Ultimately, I made the only decision I could.
I turned to my Dad and said quietly, "I don't think I want to choose anything."
"Nothing?" he asked, a bit incredulous.
"No. I don't see anything I want." I replied. Now that wasn't entirely true. I did see things I wanted, I just couldn't bring myself to choose one above the others.
He paid for my sisters' items and we left the store. I remember thinking about it all the way home - the fact that I couldn't bring myself to decide. I swear this is a true story, and I was honestly relieved that I didn't have to choose.
// And so......... //
I'm not sure I like the colors I painted the baby's room. Blue and yellow. I'm not sure they are the colors I want to choose.
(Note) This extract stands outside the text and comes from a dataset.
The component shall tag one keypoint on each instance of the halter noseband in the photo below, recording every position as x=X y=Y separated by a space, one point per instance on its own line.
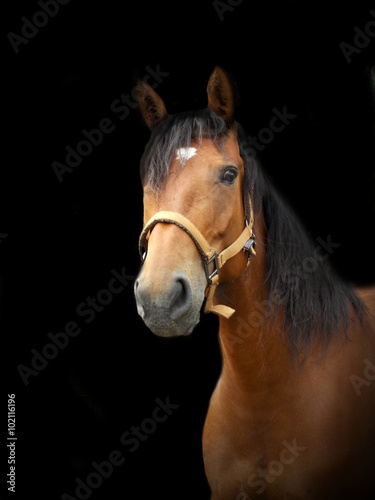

I'm having a hard time deciding.
Yes, even after I taped and painted.
Today I was googling nursery murals, and now I'm thinking, hm, a mural might be kind of cool. I mean, check these out:
Okay, I can't do anything too fancy or intricate, but even if I did something a little simpler, most of them have backgrounds that are pale - like oatmeal color. Which means I'd have to re-paint, or find some way to incorporate a one-wall mural into the colors I have.
Or maybe I should just finish what I have, put things on the walls, get the furniture into place and say "What a nice room I made."
Oh, choices, choices. How to decide?